Savaş koşullarında devlet, muhacirlerin gıda, sağlık ve barınma gibi çok temel ihtiyaçlarını bile karşılamakta zorlanıyordu. Bu nedenle, bir şekilde İstanbul’a ulaşmayı başaran muhacirler, devlet tarafından oradan da başka güvenli yerlere gönderiliyordu. Bu güvenli yerler arasında bugünkü Suriye ve Lübnan kentleri de vardı.

Nedim İpek’in çalışması, o yıllarda Arap kentlerinin bu yükü nasıl paylaştığına ışık tutuyor:

“Limanlarda yığışan muhacirler, Şam, Nablus, Hama, Maphlouse, Kuneytra, Dumer, Yafa, Akka gibi … yerlere eldeki imkanlar dahilinde sevk edildi. Mesela Temmuz 1878’e kadar Hama’da 10.000 göçmen İskân edilmiştir.
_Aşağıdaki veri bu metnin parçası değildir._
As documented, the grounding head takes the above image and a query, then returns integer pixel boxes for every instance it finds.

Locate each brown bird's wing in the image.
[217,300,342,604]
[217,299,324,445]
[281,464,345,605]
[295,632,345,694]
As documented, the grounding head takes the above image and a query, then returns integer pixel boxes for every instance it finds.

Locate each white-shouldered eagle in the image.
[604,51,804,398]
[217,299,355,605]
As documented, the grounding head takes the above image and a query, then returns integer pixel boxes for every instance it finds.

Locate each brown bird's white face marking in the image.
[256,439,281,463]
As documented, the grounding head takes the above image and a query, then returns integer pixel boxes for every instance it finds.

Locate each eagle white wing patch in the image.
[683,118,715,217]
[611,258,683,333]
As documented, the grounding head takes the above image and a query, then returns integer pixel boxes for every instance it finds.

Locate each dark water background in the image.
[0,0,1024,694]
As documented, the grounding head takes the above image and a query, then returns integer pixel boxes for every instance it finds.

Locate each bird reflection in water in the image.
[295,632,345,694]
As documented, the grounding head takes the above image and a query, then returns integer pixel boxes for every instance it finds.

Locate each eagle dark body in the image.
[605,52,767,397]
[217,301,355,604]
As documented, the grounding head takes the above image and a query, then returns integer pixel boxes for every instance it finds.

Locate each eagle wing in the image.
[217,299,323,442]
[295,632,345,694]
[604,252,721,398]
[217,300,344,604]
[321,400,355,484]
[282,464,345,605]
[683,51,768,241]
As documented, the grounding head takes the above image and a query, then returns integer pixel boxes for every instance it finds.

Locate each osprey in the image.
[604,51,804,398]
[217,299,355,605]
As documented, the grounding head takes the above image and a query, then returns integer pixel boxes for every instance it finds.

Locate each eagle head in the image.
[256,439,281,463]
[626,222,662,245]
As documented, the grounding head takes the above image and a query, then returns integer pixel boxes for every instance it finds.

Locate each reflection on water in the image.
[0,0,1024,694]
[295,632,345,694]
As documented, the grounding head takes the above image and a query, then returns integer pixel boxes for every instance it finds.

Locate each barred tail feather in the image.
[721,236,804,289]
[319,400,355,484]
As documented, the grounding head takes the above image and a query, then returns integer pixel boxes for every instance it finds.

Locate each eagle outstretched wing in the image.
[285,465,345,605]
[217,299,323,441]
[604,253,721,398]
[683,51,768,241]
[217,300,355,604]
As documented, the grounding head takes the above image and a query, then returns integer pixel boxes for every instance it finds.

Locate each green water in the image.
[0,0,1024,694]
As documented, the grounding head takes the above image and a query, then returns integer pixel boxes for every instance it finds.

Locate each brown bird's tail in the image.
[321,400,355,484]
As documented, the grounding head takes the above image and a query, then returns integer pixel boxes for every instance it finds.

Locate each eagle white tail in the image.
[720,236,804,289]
Sorun göçmenleri iskân etmekle bitmiyordu. Zira hiçbir geçim kaynağına sahip olmayan muhacirlerin zaruri ihtiyaçlarını en azından 1879 hasat mevsimine kadar yerli ahali tarafından karşılanacaktı.

Bugün Türkiye nüfusunun önemli bir bölümü, tarihin bir döneminde göçmen olan insanlar veya onlarla akrabalık bağı kurmuş bireylerden oluşuyor. Çin ve Moğol yayılması sürecinde Batıya göç eden ve Anadolu’yu yurt edinen Türklerin ardından, bin yılı aşkın bir süre içinde, çeşitli dönemlerde yoğunlaşıp azalsa da hiç bitmeyen göç tecrübeleri yaşandı. Bugün otokton halklar ve tarih içinde gelenlerle birlikte, yaklaşık 5019 veya 6720 farklı etnik kimliğin varlığından söz ediliyor.

Artık nüfusun önemli bir bölümü kendisini göçmen olarak tanımlamıyor. Bununla beraber kendisini üç veya beş kuşak sonra bile göçmen olarak tanımlayanlar da var ve hepsi birlikte Türkiye toplumunu oluşturuyorlar.